By Shiva Raj Mishra, Brisbane
4 July 2017
For almost a year, we saw an amazingly talented and young leader serve as Nepal’s health minister. He contributed to high level meetings with global policy makers, participated in conferences around the globe where audiences were amazed by his knowledge of healthcare along with his spectacular fluency and clarity of expression in English language. He inspired researchers, advocates and the general public alike, both at home and abroad.
Now, with the dissolution of the cabinet, it’s time to bid farewell. So, “Thank you so much!” I am sure the entire country feels the same way as me. We expect you to ride well in your political career.
Your appointment to the ministry took its focus to non-communicable diseases and as a result the package for non-communicable diseases (PEN) in some districts is finally getting some momentum. Similarly, the long-awaited organ donation policy was revitalised and you yourself expressed commitment to donate your organs. That is simply commendable! Again, you brought the ‘make a commitment campaign’ which inspired many to take steps for a NCD-free life. Banning junk food at schools and canteens was another milestone you achieved. Kids will be indebted to you in the future as they will make less visits to doctors than their parents. They will be less exposed to cardio metabolic diseases as well.
You proved your leadership skills when you successfully managed the almost non-functional structure in the country’s oldest hospital, the Bir Hospital. This hospital has since gotten an improved management leading to greater efficiency. The improvement in the drug procurement mechanism that became possible following an amendment to procurement laws and regulations was yet anther milestone. As a result of the cabinet decision, the department of health began procuring medicines directly from the public sector alone. This effectively ended the hegemony of the private sector.

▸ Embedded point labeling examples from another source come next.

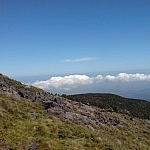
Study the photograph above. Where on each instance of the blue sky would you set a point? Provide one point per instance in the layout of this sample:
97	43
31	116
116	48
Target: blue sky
37	37
77	46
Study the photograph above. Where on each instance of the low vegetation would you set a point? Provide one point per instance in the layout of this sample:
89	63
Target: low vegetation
24	125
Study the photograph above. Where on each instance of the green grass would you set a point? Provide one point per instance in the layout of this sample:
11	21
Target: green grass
23	123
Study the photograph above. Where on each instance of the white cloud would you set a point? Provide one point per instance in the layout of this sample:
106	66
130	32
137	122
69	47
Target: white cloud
80	59
75	81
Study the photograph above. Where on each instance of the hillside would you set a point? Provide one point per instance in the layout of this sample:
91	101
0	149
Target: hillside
32	119
132	107
24	125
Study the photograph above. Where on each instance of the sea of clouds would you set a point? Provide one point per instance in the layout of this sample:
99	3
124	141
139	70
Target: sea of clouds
72	82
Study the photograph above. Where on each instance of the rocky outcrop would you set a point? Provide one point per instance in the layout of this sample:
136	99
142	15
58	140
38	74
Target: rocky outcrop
61	107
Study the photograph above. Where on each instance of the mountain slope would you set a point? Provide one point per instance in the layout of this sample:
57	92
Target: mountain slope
24	125
133	107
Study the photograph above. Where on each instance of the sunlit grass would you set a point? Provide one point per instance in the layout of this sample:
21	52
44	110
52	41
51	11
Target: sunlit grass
22	123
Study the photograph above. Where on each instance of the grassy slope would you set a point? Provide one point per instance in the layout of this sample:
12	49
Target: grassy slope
136	108
19	129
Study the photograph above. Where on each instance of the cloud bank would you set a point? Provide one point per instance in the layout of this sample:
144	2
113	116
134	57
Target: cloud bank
71	82
80	59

But I need to be more critical than merely giving lip service in your favour.
We all know that Nepal currently does not have an insurance system. A prototype of social insurance system was started in two districts and this will be taken to five additional districts this year. Furthermore enrolling in Rastriya Swasthya Bima Niti has been made compulsory for every citizen of the country. The government provides hundreds of thousands of Nepalese rupees for each case, for at least ten chronic diseases, with the hope that the poor will benefit from it. However, further evaluations in future will only demonstrate if the ‘poor’ indeed benefits from such scheme.

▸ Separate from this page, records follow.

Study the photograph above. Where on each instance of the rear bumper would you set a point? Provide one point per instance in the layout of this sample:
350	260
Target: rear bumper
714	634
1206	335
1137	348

But all good stories may not have a happy ending. The appointment in Nepal Health Research Council was more of a political interference. It became a controversial decision and was brought to the court several times. Similarly, other councils were caught up in political appointments which again was very unfortunate. In a country like ours, the decisions we make as managers are easily manipulated by people around us. Hiring experts can help but it may not make political cadres happy.
The recent decision about doctors requiring to work full hours is a welcome initiative. As I spoke to some of my friends who are working as medical officers in district hospitals and primary health care centres, they are quite perplexed as there aren’t many things doctors can do without sufficient logistics. Holding them accountable is welcome, but the ministry really needs to provide basic amenities, such as reliable internet, access to medical libraries, research skills to help their everyday clinical practice so that they can continue working happily.
In a population of 30 million, people are suffering from a medical poverty. Starting of insurance scheme has brought a lot of hope but there are some woes that need consideration. People in the ministry and those at the peripheral level have a different meaning for the program. Some think this is like any other programs under the ministry where a lofty sum is distributed to the district supervisors for running programs while others see it as way to muscle power. However, the crux of social insurance, the framework for risk pooling structure is not clearly understood among the concerned stakeholders. Should we cover both public and private services? Regulation and accreditation of private providers: how can we regulate them? Health technology assessments (HTA): (linking inclusion of expensive medicines and procedures into the service protocols), do we really have a structure for HTA? Doctors migrate and quacks rule the countryside: how can we stop this? These are very common questions among people. As a member of the public, I am free to ask these questions but I don’t necessarily have the answers. But it would be fair to expect that the concerned officials in the ministry have a satisfactory answers to them.
Despite packaging hopes and distributing penny, the ministry and its allies (public and private sectors, international agencies) should think of putting forward actionable projects and continuing past activities and initiatives. No ‘quick fix’ because health system does not need a Jhandu bam. Short term initiatives in the past incurred heavy expenses but failed to make any difference. The sustainability of every initiative is important, and we should work on the system as a whole rather than at its appendages.
Finally, as only a few days remain until the appointment of a new minister, we as the public should be thankful to our past health minister for inspiring Nepalese youths to dream. The younger generation is rising now, you could see it in the recent mayoral elections — specially in the one in Kathmandu. Change is definitely coming.